Saints, Miracles, and Social Problems in Italian Renaissance Art, by Professor Diana Presciutti, received the AAIS Book Prize – Visual Studies, Film, and Media in recognition of its “exceptional expertise, originality and scholarly rigour.”
The book, which explores how depictions of saints shaped Renaissance Italians’ perceptions of social issues, takes an interdisciplinary approach to art history, incorporating sociology, social history, gender and religious studies.
The Award’s judges praised Professor Presciutti for her “unwavering dedication, intellectual prowess, and pursuit of knowledge.”
Saints, Miracles, and Social Problems in Italian Renaissance Art, published by Cambridge University Press in 2023, focuses on saints from mendicant orders, such as Franciscans or Dominicans, who took vows of poverty and depended on alms for survival.
Unlike most monks, mendicant friars were usually based in cities and they are regularly pictured in Renaissance art performing miracles relating to social problems, such as rescuing children, exorcising the possessed or resolving marital disputes.

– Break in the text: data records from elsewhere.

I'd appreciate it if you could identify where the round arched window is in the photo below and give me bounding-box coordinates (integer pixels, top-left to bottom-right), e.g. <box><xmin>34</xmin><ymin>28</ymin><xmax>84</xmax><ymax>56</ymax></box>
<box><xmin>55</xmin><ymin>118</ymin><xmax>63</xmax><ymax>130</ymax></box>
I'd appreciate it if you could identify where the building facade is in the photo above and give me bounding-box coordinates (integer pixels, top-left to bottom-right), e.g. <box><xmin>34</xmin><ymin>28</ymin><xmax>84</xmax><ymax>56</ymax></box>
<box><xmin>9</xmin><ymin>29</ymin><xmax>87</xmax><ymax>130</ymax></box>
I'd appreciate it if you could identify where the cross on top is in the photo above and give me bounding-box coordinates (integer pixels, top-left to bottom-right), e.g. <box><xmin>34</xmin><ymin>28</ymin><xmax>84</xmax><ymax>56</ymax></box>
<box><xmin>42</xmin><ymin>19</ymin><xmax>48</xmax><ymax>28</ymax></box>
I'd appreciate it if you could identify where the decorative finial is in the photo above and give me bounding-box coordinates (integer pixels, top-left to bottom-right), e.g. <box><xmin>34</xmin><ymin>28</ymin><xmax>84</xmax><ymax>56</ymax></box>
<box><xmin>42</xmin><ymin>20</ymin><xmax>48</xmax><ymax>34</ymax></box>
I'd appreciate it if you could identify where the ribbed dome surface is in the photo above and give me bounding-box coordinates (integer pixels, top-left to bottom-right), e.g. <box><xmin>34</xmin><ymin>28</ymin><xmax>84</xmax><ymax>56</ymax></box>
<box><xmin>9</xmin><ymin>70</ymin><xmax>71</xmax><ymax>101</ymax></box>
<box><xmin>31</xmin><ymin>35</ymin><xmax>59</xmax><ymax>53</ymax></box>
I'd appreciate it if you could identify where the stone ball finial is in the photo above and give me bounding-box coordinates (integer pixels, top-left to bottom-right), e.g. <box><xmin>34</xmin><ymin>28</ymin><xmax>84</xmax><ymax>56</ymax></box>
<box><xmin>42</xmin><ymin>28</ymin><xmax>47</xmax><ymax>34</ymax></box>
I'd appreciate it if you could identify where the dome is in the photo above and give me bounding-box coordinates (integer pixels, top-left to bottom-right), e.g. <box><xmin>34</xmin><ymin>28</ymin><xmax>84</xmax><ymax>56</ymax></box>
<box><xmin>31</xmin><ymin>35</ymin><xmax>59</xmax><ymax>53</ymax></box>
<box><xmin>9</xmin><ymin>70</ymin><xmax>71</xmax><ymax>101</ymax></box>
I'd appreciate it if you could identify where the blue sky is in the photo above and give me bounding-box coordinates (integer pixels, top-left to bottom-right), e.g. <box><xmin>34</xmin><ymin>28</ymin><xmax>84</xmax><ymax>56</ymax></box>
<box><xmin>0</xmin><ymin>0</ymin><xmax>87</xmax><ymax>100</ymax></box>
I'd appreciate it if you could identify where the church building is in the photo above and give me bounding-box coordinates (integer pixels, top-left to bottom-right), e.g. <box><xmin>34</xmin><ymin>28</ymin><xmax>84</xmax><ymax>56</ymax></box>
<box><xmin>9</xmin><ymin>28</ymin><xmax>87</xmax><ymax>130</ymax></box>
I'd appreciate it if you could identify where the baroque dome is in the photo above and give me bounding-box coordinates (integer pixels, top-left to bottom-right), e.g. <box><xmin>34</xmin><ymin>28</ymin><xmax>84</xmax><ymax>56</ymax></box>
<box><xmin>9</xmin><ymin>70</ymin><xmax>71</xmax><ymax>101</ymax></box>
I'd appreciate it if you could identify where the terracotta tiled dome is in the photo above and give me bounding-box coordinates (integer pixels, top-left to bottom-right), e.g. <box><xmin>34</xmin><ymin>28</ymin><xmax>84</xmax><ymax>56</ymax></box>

“I’ve always found saints fascinating, especially their miraculous acts. Because they often involve fantastical elements, like shape-shifting demons and dramatic resurrections, miracle stories can seem bizarre and unbelievable to us today,” explained Professor Presciutti.
“But my work is committed to taking miracles seriously, and understanding how they helped Renaissance people to make sense of their world. Seeing representations of saints resolving domestic crises and responding to urgent needs shaped the way people in fifteenth- and sixteenth-century Italy understood the challenges they faced in their daily lives,” she added.